Machine learning algorithms are designed to learn and reproduce patterns in data, but if biased data is used to train these predictive models, the models will reproduce and in some cases amplify those same biases. At best, this renders the predictive models ineffective. At worst, it results in discriminatory policing
In this talk, Kristian elaborates on the concept of “bias in, bias out” in machine learning with a simple, non-technical example. She demonstrates how applying machine learning to police records can result in the over-policing of historically over-policed communities. Using a case study from Oakland, CA, she shows one specific case of how predictive policing not only perpetuates the biases that were previously encoded in the police data, but – under some circumstances – actually amplifies those biases.

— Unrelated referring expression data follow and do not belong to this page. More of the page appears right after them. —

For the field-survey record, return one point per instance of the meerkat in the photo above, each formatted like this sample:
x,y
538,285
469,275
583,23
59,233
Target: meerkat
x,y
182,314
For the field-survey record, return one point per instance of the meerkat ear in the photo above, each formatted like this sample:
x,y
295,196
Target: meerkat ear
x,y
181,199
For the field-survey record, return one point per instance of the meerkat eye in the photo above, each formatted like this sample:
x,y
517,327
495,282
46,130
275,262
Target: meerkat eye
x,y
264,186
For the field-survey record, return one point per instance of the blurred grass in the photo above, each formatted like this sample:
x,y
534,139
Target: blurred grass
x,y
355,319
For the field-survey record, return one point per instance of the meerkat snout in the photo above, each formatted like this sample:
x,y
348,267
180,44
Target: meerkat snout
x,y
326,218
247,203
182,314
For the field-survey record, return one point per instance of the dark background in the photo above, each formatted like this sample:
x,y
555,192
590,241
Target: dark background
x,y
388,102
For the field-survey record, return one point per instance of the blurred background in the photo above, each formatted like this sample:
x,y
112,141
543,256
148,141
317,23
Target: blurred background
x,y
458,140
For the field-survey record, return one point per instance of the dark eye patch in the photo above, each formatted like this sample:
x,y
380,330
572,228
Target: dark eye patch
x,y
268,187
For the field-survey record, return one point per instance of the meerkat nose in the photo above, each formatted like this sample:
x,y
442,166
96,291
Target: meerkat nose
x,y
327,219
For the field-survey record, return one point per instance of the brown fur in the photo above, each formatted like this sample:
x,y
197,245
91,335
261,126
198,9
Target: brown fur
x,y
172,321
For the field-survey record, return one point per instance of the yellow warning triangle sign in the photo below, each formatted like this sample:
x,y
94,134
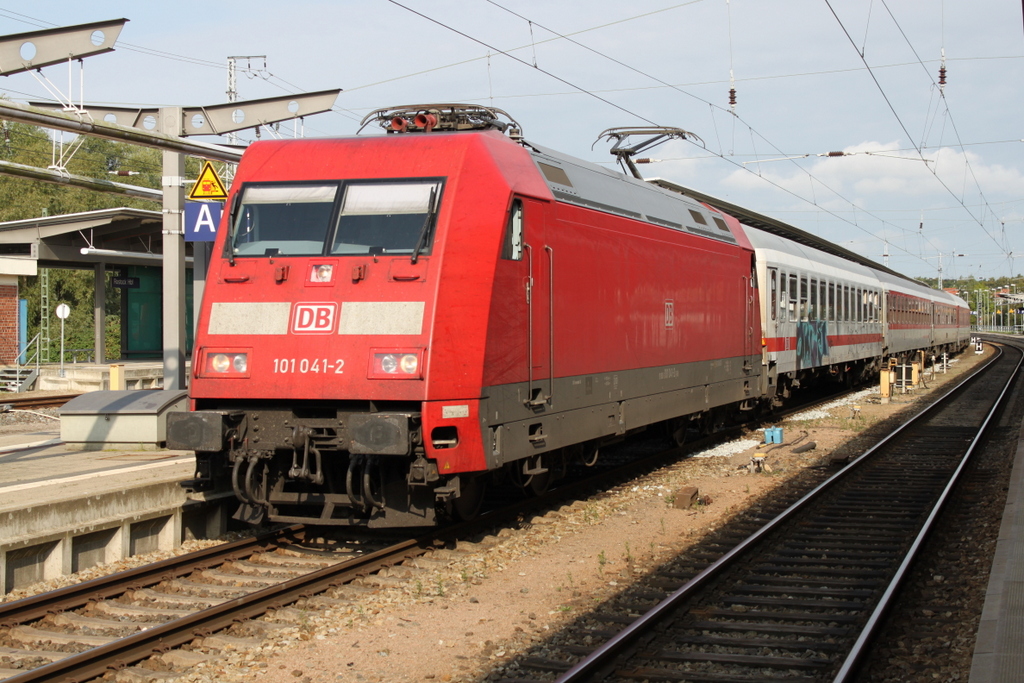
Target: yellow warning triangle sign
x,y
209,185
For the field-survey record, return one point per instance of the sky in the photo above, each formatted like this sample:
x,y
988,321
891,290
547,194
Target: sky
x,y
932,176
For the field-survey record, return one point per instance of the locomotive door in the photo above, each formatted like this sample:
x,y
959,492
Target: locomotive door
x,y
539,290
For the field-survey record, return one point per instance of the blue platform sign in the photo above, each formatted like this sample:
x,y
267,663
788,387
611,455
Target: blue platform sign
x,y
202,219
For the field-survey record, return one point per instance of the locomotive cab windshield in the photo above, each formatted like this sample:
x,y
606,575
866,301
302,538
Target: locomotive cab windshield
x,y
350,218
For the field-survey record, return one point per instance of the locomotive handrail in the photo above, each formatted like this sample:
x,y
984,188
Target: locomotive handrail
x,y
551,322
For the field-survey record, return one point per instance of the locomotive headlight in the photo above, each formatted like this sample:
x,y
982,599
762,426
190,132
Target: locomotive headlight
x,y
389,364
410,364
227,364
399,364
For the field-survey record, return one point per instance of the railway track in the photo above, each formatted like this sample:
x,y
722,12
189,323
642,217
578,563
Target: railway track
x,y
801,598
32,402
120,620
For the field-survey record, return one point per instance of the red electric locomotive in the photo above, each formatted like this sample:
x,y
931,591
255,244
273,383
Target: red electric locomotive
x,y
389,319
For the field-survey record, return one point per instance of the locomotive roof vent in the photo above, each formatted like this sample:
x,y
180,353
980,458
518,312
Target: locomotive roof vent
x,y
654,135
429,118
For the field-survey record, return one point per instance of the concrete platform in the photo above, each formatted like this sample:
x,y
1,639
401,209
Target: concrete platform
x,y
62,511
96,377
998,651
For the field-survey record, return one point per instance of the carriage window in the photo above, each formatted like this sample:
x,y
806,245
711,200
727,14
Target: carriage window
x,y
803,298
812,309
512,249
387,218
793,298
283,220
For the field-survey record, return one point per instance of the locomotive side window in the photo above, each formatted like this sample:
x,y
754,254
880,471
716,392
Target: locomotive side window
x,y
387,218
512,248
283,220
782,300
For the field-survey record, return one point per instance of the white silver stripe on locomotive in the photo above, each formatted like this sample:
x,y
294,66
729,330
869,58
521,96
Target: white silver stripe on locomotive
x,y
357,317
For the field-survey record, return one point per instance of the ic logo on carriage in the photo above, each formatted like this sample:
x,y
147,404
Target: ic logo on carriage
x,y
313,318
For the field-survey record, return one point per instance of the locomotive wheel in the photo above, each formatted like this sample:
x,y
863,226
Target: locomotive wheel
x,y
539,483
468,505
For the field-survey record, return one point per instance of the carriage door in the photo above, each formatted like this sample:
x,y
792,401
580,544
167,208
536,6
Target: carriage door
x,y
750,316
539,290
770,317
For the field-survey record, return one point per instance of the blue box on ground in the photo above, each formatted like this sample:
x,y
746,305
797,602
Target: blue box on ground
x,y
773,434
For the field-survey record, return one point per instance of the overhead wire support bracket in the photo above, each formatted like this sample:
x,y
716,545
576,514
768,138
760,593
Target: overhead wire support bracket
x,y
655,135
36,49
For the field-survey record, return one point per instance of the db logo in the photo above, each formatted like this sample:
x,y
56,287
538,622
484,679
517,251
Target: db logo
x,y
313,317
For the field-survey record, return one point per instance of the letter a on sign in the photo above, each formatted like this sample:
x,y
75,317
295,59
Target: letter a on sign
x,y
209,185
202,219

Kristian Lum is the Lead Statistician at HRDAG. Kristian’s research focus has been on furthering the statistical methodology most commonly used by HRDAG—population estimation or multiple systems estimation—with a particular emphasis on Bayesian methods and model averaging. She is the primary author of the dga package, open source software for population estimation for the R computing environment. More recently, her research has expanded to include agent-based modeling and simulation-based analysis, through which has made contributions to understanding incarceration in the United States as a contagion. She is currently leading the HRDAG project on policing in the United States and has contributed to HRDAG projects in Colombia, Guatemala, and Kosovo.
Kristian received an MS and a PhD from the Department of Statistical Science at Duke University and a BA in Mathematics and Statistics from Rice University.
Data & Society’s “Databites” speaker series presents timely conversations about the purpose and power of technology, bridging our interdisciplinary research with broader public conversations about the societal implications of data and automation.